Concept

Wilhelm Leibl

Summary
Wilhelm Maria Hubertus Leibl (October 23, 1844 – December 4, 1900) was a German realist painter of portraits and scenes of peasant life. Leibl was born in Cologne, where his father was the director of the Cathedral choir. He was apprenticed to a locksmith before beginning his artistic training with the local painter Hermann Becker in 1861. He entered the Munich Academy in 1864, subsequently studying with several artists including Carl Theodor von Piloty. He set up a group studio in 1869, with Johann Sperl, Theodor Alt, and Rudolf Hirth du Frênes. At about the same time, Gustave Courbet visited Munich to exhibit his work, making a considerable impression on many of the local artists by his demonstrations of alla prima painting directly from nature. Leibl's paintings, which already reflected his admiration for the Dutch old masters, became looser in style, their subjects rendered with thickly brushed paint against dark backgrounds. In 1869, following Courbet's suggestion, Leibl went to Paris, where he was introduced to Édouard Manet, but was forced to return to Germany in 1870, due to the outbreak of the Franco-Prussian War. In 1873 Leibl left Munich for the isolated Bavarian countryside, where he depicted the local peasants in everyday scenes devoid of sentimentality or anecdote.
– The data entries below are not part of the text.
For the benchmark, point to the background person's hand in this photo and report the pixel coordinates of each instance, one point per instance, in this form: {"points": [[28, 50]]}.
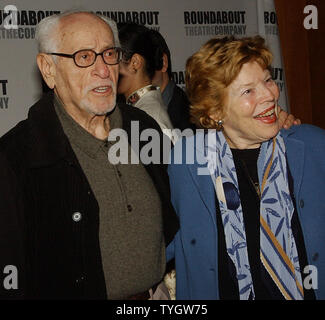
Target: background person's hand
{"points": [[287, 120]]}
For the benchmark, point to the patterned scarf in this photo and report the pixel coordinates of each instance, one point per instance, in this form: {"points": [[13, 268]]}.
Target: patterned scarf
{"points": [[278, 251]]}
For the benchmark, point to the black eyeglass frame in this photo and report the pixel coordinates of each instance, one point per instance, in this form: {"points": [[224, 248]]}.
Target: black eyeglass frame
{"points": [[73, 56]]}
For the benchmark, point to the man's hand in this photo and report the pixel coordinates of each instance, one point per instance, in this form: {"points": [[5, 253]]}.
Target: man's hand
{"points": [[287, 120]]}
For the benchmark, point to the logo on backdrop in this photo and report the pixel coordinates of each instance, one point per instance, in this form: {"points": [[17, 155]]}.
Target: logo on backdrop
{"points": [[20, 24], [270, 23], [179, 78], [215, 23], [148, 18], [4, 100]]}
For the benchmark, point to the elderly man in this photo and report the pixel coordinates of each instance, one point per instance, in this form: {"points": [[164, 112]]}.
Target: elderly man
{"points": [[72, 224], [175, 99]]}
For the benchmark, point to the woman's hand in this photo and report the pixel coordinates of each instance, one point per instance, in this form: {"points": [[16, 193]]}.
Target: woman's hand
{"points": [[287, 120]]}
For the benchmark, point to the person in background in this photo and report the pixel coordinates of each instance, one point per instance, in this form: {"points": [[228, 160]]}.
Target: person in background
{"points": [[73, 224], [251, 206], [173, 96], [141, 58]]}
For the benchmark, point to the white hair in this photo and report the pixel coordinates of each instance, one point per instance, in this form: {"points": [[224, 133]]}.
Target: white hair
{"points": [[46, 30]]}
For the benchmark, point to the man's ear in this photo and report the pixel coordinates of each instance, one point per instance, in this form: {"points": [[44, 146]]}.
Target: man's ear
{"points": [[47, 68], [165, 63]]}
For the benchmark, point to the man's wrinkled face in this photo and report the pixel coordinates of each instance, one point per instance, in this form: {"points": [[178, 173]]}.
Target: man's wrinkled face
{"points": [[90, 90]]}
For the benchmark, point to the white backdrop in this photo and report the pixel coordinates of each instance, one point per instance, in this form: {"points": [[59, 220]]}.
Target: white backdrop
{"points": [[185, 24]]}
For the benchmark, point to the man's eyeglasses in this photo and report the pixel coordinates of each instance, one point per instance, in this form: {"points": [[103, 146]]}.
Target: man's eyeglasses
{"points": [[86, 58]]}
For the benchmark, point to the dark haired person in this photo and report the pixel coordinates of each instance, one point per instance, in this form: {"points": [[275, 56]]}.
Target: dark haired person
{"points": [[251, 206], [141, 58], [73, 223]]}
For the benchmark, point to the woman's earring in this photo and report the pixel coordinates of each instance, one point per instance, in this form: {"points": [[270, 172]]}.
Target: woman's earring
{"points": [[219, 124]]}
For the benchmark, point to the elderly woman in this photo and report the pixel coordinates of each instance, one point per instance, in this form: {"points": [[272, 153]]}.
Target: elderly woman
{"points": [[142, 57], [251, 205]]}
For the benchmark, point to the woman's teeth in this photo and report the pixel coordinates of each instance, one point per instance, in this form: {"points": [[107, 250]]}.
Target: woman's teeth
{"points": [[266, 114]]}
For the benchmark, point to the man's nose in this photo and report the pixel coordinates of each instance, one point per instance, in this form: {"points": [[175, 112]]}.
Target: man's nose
{"points": [[101, 69]]}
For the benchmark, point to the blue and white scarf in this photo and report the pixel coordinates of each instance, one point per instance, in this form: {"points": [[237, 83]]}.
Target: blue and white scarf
{"points": [[278, 251]]}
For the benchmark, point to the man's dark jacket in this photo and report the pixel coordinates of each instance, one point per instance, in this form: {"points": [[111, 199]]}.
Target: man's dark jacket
{"points": [[41, 187]]}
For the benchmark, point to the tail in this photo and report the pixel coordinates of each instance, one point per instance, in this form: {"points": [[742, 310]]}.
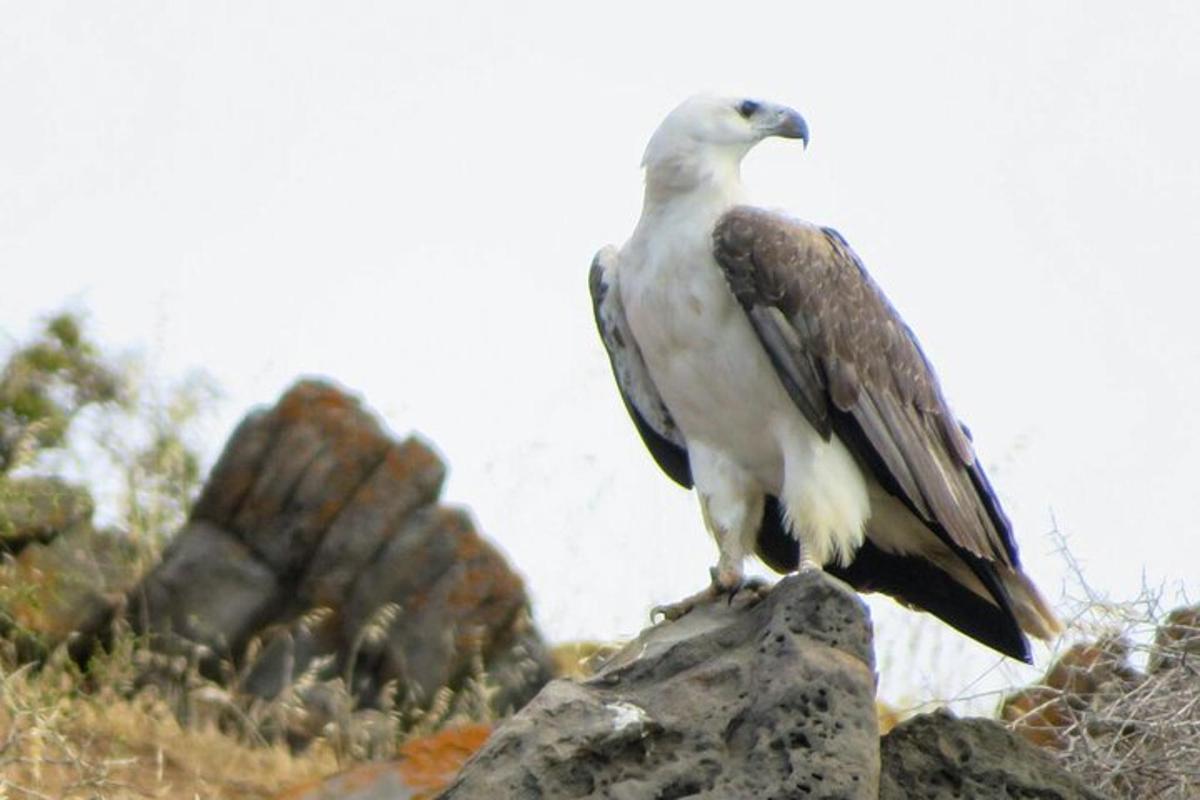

The sketchlike quality of his earlier paintings was replaced by greater precision and attention to drawing. Living from 1878 to 1882 in Berbling, he painted perhaps his best-known work, the Three Women in Church (Kunsthalle, Hamburg). Its intensely realistic style recalls Hans Holbein in its clarity of definition. During the following years he moved to the town of Bad Aibling and, in 1892, to Kutterling, as his paintings united the disciplined drawing he had adopted in the 1880s with a new delicacy and luminosity. Leibl painted without preliminary drawing, setting to work directly with color, an approach that has parallels to Impressionism.